Dáil debates

Wednesday, 18 October 2023

Situation in the Middle East and the Occupied Palestinian Territories: Statements

 

5:20 pm

Photo of Patrick CostelloPatrick Costello (Dublin South Central, Green Party) | Oireachtas source

In 2014, I spent some months in occupied Palestine as a human rights observer. In these dark days, the people and activists I met both in Israel and in Palestine are never far from my thoughts. What was perpetrated against innocent civilians in the attacks by Hamas was horrendous. Nothing can justify it. The scale and the nature of the bombing in Gaza in response is worse than anything we have seen before. The ground assault that is still to come will add yet more brutality.

We must remember the root of the endless cycle of barbarity is the ongoing illegal occupation. The simple fact is that the cycle of barbarity will continue until we address the occupation. More innocent lives will be needlessly taken on both sides.

I will pause for a moment to extend, as others have, my condolences to the families of Kim Damti and Emily Hand.

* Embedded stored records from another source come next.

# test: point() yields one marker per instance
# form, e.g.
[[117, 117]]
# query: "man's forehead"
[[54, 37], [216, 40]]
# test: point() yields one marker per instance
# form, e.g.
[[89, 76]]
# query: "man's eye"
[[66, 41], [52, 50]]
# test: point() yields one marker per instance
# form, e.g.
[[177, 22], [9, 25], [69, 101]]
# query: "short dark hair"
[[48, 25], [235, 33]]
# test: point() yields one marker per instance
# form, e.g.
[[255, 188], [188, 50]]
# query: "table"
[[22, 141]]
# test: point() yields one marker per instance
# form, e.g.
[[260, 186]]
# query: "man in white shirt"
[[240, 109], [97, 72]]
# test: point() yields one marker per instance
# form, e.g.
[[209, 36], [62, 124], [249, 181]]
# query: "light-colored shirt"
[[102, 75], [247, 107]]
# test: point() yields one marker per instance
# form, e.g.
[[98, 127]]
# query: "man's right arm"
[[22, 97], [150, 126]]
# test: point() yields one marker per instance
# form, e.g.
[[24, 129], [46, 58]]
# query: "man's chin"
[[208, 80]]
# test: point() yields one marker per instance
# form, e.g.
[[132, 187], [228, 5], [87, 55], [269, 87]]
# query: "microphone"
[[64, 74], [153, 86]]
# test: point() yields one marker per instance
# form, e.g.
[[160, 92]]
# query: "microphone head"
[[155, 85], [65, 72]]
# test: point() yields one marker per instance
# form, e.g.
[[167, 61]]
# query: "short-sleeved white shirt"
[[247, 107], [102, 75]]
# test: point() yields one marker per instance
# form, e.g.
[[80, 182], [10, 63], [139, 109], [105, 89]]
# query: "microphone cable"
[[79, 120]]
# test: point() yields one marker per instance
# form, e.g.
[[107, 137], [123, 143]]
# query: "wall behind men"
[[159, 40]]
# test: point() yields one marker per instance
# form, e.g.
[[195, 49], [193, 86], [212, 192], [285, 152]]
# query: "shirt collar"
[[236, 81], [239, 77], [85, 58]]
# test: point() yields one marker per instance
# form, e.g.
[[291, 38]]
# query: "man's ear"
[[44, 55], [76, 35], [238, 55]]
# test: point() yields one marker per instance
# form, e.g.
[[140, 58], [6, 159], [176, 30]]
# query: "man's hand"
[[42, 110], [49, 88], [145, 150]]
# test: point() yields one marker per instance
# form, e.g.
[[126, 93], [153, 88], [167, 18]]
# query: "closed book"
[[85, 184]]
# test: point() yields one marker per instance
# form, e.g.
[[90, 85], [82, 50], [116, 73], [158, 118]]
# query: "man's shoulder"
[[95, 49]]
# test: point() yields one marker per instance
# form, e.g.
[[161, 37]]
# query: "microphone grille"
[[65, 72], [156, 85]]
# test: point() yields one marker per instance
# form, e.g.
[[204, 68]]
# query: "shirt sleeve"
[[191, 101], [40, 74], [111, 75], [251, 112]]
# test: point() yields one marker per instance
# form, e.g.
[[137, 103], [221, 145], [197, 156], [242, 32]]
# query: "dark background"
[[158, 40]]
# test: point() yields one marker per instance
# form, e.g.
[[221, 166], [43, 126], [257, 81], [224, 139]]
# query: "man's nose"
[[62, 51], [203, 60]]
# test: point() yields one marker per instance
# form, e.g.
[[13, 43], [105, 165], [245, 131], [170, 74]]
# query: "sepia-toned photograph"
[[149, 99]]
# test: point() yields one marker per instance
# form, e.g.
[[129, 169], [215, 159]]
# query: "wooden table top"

I will also take a moment to extend my condolences to the family of Lara and Yara Alagha. Yara and Lara are two young women who work with us here in the Oireachtas. They lost ten family members, aged between one and 80 in one night. With one bomb, they lost ten family members. I would hope that the Tánaiste would, if he was here, be willing to extend his condolences to them. To be honest, I find it disappointing that he did not do so at the beginning.

As I have said, the root of the endless violence and barbarity is the ongoing illegal occupation. To see this, one need only look at what is now happening in the West Bank. In the last week, state-armed settlers and soldiers have killed 51 people and two villages have been left depopulated. Are these villages just going to join the list of disappeared places like Deir Yassin, Ein al-Zeitun and Saliha, places emptied of their people by Israeli violence for which there were absolutely no consequences?

The occupation's cruelty is something I saw and documented at first-hand. In the years since, it has just worsened. B'Tselem, Amnesty and Human Rights Watch have all rightly called this apartheid. The number of illegal settlements continues to grow and has been growing faster. The impunity of settlers in carrying out harassment attacks on Palestinians has led to such attacks becoming more overt and widespread. Through the violence used to maintain the occupation and the cruelty it doles out to Palestinians every day, Israel is wildly in breach of international law, yet we do nothing to respond or to punish such behaviour. As such, we have ultimately allowed this situation to continue and to get worse. We see forced displacement, demolitions, forced transfers, permit systems, the apartheid system, indiscriminate killing and arrest and imprisonment without trial. The list goes on and on.

Every single time that Israel has reached an agreement with its neighbours or agreed to withdraw from land, it has done so in the face of strong pressure, typically strong international pressure. If we want to reinvigorate the peace process the Tánaiste talked about, we need to find ways to put this pressure on Israel again. If we want to make sure that international law is real and not just a talking point or some dry academic subject, we need to find ways to make it real through the imposition of genuine and serious consequences. Today, there is no pressure on the Israeli Government. As a result, nothing will change. If we want everyone to have safety and security rather than just one side, we need to make international law real and end the occupation. We start by ending Israel's impunity. I appreciate that there are many things we should be doing and that we have done to Russia, such as imposing sanctions and economic measures, but that these must be brought in at a European Union level.

We have seen in the past week how the EU really views the Palestinian people.

However, there are many things we can do ourselves. Why are we signing up to the ROXANNE project knowing that the Israeli national police, who are a part of that occupation force, and the Magav, an absolutely brutal part of that occupation force, are part of that project? Why are we joining it? We are giving carte blancheto continue the occupation by ignoring those crimes. We need to find in ourselves ways that we can say, "No, we are not going to continue to support and condone this occupation". Until we do, international law is not real, and the apartheid and genocide of the Palestinian people will continue.